Career, further studies, personal life

After his Master’s, Waghmare worked as a teacher at Shivchhatrapati College in Omerga and Dr Babasaheb Ambedkar College in Aurangabad (now Chhatrapati Sambhajinagar). He pursued an LLB degree.


Raised with Arya Samaj values, Waghmare married Sulochana, daughter of Manikrao Arya (Jadhav). It was an inter-caste marriage, a progressive step at the time.


He completed his MA in English Language and Literature in 1959 from Pune University (now Savitribai Phule University, Pune), and soon began his teaching career. After serving at Shivchhatrapati College in Omerga and Dr Babasaheb Ambedkar College in Aurangabad (Chh Sambhajinagar), he also pursued an LLB degree.

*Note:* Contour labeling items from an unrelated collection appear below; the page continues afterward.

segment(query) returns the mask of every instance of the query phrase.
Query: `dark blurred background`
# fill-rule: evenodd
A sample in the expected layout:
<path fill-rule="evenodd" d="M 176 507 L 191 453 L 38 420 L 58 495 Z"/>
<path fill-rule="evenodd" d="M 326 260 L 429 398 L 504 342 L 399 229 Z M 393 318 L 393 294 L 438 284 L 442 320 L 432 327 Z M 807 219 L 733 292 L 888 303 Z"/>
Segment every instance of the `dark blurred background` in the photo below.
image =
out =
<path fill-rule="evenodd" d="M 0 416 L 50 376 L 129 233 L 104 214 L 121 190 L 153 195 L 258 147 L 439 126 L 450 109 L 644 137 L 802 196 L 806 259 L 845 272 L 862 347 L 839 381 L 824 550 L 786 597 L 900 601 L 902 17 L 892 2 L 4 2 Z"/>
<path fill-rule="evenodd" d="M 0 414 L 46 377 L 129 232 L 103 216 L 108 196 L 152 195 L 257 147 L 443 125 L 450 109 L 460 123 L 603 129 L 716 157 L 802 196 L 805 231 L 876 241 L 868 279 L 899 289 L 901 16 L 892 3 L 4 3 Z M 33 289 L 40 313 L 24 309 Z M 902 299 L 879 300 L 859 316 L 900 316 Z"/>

He took on a transformative responsibility in 1970 and became the first Principal of Rajarshi Shahu College, which was founded to educate students from marginalised communities. Under his visionary leadership, the college rose to prominence as a centre of academic excellence and social transformation.


The Latur Pattern

It was during his tenure that the famed ‘Latur Pattern’, a rigorous, disciplined, results-oriented approach to education, took shape and gained nationwide recognition.


In his 25 years of work as Principal (1970–1994), he shaped the careers of thousands of students.


Literary work

He served as Principal for 25 years (1970–1994), shaping thousands of students who went on to distinguished careers in India and abroad. Dr Waghmare was equally distinguished in literature. His first book, American Negro: Literature and Culture (1978), was widely acclaimed, even drawing praise from celebrated writer P L Deshpande in Maharashtra Times. Over his lifetime, he authored 75 books, including works in English and Hindi, covering politics, society, philosophy, autobiography (A Handful of Soil), and biographies such as Sharad Pawar: Personality, Leadership and Achievement.


Many of his works received prestigious awards. His writing and activism reflected deep engagement with India’s Dalit movement, and he also enthralled audiences through Hindi poetry.

He became the founder Vice-Chancellor of Swami Ramanand Teerth Marathwada University, Nanded. He laid a strong foundation and initiated several significant reforms, including ‘caste-free village’, a model developed through National Sevagram initiatives.


Political life

His tenure as directly elected President of Latur Municipal Council in 2001 was marked by a firm anti-corruption stance and transparency. The council won first prize in the Maharashtra Sant Gadge Baba Urban Cleanliness Campaign.


Sharad Pawar nominated Dr Waghmare to the Rajya Sabha, an honour befitting his stature.


As a Member of Parliament, he served on key committees, including Human Resource Development and Defence.


In 2009, he was part of the Indian parliamentary delegation to the United Nations, where he addressed representatives from 150 nations on global peace, earning admiration for his eloquence.


Dr Waghmare received numerous state and national honours, including the Dr Babasaheb Ambedkar Dalit Mitra Award (1994) from the Government of Maharashtra.


He presided over multiple major Marathi literary meets, including the 38th Marathwada Literary Meet in 2016, and chaired the International Hindi Literary Seminar organised by Sant Kabir Pratishthan in 2017.